Reputation: 869
I have deployed Flink cluster with configuration for parallelism as follows:
jobmanager.heap.mb: 2048
taskmanager.heap.mb: 2048
taskmanager.numberOfTaskSlots: 5
parallelism.default: 2
But if I try to run any example or jar even with -p
flag I receive the following error:
org.apache.flink.runtime.jobmanager.scheduler.NoResourceAvailableException:
Not enough free slots available to run the job. You can decrease the operator parallelism or increase the number of slots per TaskManager in the configuration.

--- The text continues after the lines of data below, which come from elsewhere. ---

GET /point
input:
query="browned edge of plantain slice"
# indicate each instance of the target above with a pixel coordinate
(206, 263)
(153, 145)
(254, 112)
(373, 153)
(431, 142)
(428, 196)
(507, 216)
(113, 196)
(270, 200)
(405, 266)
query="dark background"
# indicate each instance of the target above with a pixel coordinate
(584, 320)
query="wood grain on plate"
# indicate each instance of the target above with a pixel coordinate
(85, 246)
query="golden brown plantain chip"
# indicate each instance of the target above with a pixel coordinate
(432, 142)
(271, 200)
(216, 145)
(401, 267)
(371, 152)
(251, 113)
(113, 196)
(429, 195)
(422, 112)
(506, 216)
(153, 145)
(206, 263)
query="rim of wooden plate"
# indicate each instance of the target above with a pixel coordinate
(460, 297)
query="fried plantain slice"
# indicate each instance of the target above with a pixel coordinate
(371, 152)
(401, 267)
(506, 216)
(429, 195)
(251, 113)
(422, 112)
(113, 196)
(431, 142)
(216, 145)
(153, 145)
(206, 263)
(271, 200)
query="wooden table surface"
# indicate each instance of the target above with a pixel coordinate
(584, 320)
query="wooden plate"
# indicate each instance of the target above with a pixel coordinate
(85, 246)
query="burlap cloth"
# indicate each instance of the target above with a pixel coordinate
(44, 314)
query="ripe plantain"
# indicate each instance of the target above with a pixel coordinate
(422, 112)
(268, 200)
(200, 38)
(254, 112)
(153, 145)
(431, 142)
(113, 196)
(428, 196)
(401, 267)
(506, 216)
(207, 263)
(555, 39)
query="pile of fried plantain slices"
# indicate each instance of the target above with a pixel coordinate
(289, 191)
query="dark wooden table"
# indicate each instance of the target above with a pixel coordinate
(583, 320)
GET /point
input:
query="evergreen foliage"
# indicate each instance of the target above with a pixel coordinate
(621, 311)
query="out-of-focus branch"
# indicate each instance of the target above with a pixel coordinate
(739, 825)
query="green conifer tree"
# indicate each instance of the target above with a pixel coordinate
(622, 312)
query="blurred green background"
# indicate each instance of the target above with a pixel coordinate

Task to schedule: < Attempt #1 (Source: Custom Source -> Sink: Unnamed (1/1)) @ (unassigned) - [SCHEDULED] > with groupID < 22f48c24254702e4d1674069e455c81a > in sharing group < SlotSharingGroup [22f48c24254702e4d1674069e455c81a] >. Resources available to scheduler:
Number of instances=0, total number of slots=0, available slots=0
at org.apache.flink.runtime.jobmanager.scheduler.Scheduler.scheduleTask(Scheduler.java:255)
at org.apache.flink.runtime.jobmanager.scheduler.Scheduler.scheduleImmediately(Scheduler.java:131)
at org.apache.flink.runtime.executiongraph.Execution.scheduleForExecution(Execution.java:303)
at org.apache.flink.runtime.executiongraph.ExecutionVertex.scheduleForExecution(ExecutionVertex.java:453)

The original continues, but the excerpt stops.